I snorted. “Believe me, there’s more than a few who object. You should hear the strongholders’ other songs.”

“I’ve heard them. They mostly amount to the same complaints. They do piss off my father, which is satisfying for an allegedly disobedient prince.”

He put his hands on his hips and considered me. I met his gaze, refusing to look away. It wasn’t an easy thing to stare down a prince, especially when it felt like he was trying to look into my soul and pull out the truth of me.

“I’ll pay you to stay here,” he finally said.

I blinked, so he’d won that round. “How much?”

“As much as it takes. I don’t want you hurt because of me. Not again.”

I had a sense that wasn’t all of it; who in Oblivion knew his real motivations?

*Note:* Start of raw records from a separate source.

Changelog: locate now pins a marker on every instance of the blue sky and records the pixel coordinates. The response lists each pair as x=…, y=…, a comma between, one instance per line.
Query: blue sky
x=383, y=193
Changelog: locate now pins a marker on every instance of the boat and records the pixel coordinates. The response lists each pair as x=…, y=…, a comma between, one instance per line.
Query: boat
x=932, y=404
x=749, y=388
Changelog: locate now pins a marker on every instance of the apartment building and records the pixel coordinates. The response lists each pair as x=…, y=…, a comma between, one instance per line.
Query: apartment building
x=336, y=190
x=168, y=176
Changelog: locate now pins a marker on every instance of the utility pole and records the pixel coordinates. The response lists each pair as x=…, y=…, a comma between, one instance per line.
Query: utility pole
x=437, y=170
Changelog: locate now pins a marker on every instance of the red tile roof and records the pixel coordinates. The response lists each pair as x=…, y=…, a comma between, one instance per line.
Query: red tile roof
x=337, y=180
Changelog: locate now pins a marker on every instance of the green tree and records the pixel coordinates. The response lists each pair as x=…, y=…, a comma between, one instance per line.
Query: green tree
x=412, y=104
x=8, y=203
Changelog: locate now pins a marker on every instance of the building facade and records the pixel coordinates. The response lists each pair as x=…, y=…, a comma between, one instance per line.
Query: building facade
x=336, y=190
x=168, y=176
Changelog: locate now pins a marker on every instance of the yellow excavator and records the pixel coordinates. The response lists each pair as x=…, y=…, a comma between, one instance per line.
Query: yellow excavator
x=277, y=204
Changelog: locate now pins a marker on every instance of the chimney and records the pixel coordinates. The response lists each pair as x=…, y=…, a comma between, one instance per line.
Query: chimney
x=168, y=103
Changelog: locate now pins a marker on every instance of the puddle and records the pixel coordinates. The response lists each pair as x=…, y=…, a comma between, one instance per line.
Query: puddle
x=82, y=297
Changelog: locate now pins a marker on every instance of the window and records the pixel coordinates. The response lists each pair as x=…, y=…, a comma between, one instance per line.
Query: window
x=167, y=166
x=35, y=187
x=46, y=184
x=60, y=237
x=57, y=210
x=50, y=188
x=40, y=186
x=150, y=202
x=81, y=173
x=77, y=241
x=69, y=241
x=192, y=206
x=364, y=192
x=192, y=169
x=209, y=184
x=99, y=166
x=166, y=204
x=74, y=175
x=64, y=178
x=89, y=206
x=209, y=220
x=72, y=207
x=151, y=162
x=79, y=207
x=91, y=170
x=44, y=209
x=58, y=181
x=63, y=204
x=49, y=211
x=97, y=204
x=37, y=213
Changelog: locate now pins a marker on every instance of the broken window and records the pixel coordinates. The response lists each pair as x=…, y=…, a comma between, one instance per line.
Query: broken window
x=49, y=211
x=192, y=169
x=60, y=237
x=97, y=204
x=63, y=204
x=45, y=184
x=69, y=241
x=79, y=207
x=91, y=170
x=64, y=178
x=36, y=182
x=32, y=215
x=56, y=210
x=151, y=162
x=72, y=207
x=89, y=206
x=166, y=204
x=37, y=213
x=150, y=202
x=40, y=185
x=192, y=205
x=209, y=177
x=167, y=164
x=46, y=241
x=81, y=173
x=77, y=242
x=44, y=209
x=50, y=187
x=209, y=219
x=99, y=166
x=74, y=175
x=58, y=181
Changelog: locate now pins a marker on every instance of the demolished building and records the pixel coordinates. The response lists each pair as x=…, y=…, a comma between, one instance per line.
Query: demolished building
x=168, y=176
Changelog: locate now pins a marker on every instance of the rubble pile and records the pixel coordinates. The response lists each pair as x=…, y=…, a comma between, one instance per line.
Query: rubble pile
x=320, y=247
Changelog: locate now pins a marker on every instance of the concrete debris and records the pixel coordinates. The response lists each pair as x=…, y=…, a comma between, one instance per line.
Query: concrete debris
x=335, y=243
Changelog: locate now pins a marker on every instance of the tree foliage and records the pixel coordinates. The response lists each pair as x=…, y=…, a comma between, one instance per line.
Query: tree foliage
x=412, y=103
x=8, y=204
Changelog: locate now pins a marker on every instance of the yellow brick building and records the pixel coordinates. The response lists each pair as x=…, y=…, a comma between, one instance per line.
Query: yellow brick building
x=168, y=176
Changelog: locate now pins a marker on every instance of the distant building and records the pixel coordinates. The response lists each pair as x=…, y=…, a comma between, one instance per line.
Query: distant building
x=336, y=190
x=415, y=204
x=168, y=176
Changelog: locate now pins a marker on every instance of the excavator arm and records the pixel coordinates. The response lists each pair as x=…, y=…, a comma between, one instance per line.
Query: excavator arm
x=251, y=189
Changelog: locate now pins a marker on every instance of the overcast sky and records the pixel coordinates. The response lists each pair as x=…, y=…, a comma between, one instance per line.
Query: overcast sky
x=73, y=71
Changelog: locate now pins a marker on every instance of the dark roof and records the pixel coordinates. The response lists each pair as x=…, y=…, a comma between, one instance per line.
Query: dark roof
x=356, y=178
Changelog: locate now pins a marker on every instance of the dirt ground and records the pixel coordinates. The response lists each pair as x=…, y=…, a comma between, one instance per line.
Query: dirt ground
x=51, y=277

Unfortunately, he also had a damned point.

The practitioner was still out there, and he wanted me for something, even if it wasn’t my Aetheric prowess.

There was a chance he’d trace me back to the manor, send someone to find me.

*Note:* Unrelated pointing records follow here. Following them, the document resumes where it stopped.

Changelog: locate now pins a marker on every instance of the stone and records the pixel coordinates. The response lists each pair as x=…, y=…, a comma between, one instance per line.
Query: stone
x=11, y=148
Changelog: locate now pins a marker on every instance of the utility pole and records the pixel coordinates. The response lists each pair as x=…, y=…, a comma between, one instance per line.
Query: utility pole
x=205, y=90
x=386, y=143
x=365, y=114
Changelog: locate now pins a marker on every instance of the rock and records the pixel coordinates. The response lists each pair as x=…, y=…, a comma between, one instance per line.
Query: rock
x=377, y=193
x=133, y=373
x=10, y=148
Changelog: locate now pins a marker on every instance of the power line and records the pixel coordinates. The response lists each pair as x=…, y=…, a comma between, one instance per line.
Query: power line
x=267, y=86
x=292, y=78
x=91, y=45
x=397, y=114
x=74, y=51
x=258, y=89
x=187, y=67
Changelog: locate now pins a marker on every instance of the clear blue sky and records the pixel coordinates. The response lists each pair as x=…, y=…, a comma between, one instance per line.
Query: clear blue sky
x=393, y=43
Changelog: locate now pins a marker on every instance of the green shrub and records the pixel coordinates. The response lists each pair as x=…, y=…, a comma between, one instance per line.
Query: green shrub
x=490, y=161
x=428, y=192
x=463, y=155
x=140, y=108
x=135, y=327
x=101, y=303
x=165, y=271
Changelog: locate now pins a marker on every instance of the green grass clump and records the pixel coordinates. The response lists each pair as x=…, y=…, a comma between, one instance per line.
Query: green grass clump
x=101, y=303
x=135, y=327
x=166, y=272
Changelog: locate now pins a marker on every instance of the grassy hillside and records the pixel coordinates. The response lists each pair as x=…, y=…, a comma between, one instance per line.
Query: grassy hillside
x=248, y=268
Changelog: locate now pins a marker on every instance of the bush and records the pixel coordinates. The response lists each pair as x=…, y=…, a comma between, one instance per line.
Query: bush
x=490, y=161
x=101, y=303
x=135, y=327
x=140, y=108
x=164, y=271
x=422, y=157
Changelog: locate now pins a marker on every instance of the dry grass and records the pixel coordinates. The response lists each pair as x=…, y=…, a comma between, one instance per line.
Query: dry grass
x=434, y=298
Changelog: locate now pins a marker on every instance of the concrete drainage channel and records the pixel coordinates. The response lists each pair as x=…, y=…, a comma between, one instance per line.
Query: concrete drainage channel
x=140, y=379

If I was here, it would be much harder to get to me.

I didn’t want to be a coward, to feel like a mouse hiding in a wall.

But I wasn’t sure I’d survive another round of his testing, and I was worried about Wren.

I closed my eyes and rubbed my temples, trying to think of a better solution. A safer solution. And not a single one came to mind. Not as long as the practitioner was out there.

At least we’d get paid for it. Maybe we could earn enough to pay off our bonds.

“I have conditions,” I said when I opened my eyes again.

He managed not to grin with victory, but it was clear in his eyes. There was power in that look, in the sight of a beautiful man who knew he’d won a fiercely contested battle.

He crossed his arms. “Proceed.”

“Put a guard on the Lady’s manor in case he tries to get to Wren.”

“Yue is already there; I sent her when Luna brought you here.”

“Good. And Wren and Luna can visit whenever they want.”

“I’m fairly sure Luna doesn’t need my permission to go where she wishes. I’ll tell the guards about Wren. I did ask the Lady to let her stay as well. She refused.”

“Of course she did. She loses power if we’re both inside the palace. And Wren would have refused anyway.” She wouldn’t want to live within yet another wall; she’d also probably say it would be easier to save me, if necessary, if she was outside it.

“Next,” I said, “I can go wherever I want in the palace.”

“No.”

“Why not?”

“Do you want to go into my private rooms?” There was a dare in his eyes, a challenge that I almost wanted to call, just to show him that I wasn’t intimidated.

And because I was curious about where he found solace from all the rest of it.

Were his rooms luxurious? Full of jewels and furs and tapestries that showed stories from older times?

Or were they simple and spare? The rooms of a soldier?

Was he, in the quiet and solitary times, more like Nik, or the prince?

None of it was my business, I reminded myself. “No,” I finally said.

“And you can’t go into the palace treasury.”

That pulled me immediately out of his rooms and into this one. “There’s a palace treasury?”

“I probably shouldn’t have admitted that to a thief.”

“Especially not a skilled one.”

He cocked his head to the side. “How skilled are you?”

“Would you like me to show you?”

“Not at present. Stay out of the treasury and my rooms. With those caveats, you can go wherever you want.”

I nodded, couldn’t think of anything else to add. “And there’s truly no work for me to do?” I didn’t know how to structure a day without it.

“No. You can sleep. Eat. Walk the grounds. Stare at the river. The palace has a library. Maybe you could find something about the Aetheric weapons. Maybe there was a prior attempt.”

“I’m not much of a reader,” I admitted. I must have learned to read when I was younger, as I could do it when I’d arrived at the manor. Neither Wren or I owned a book. We’d flipped through the storybooks in the bookseller’s shop, but only until she shooed us out the door for not having coin.

“Now that we’ve reached an agreement as to terms,” he said, “I have something for you.”

“Is it Wren and sweetwine?”

“Not yet. Consider this an introduction to the benefits of living in a royal palace.”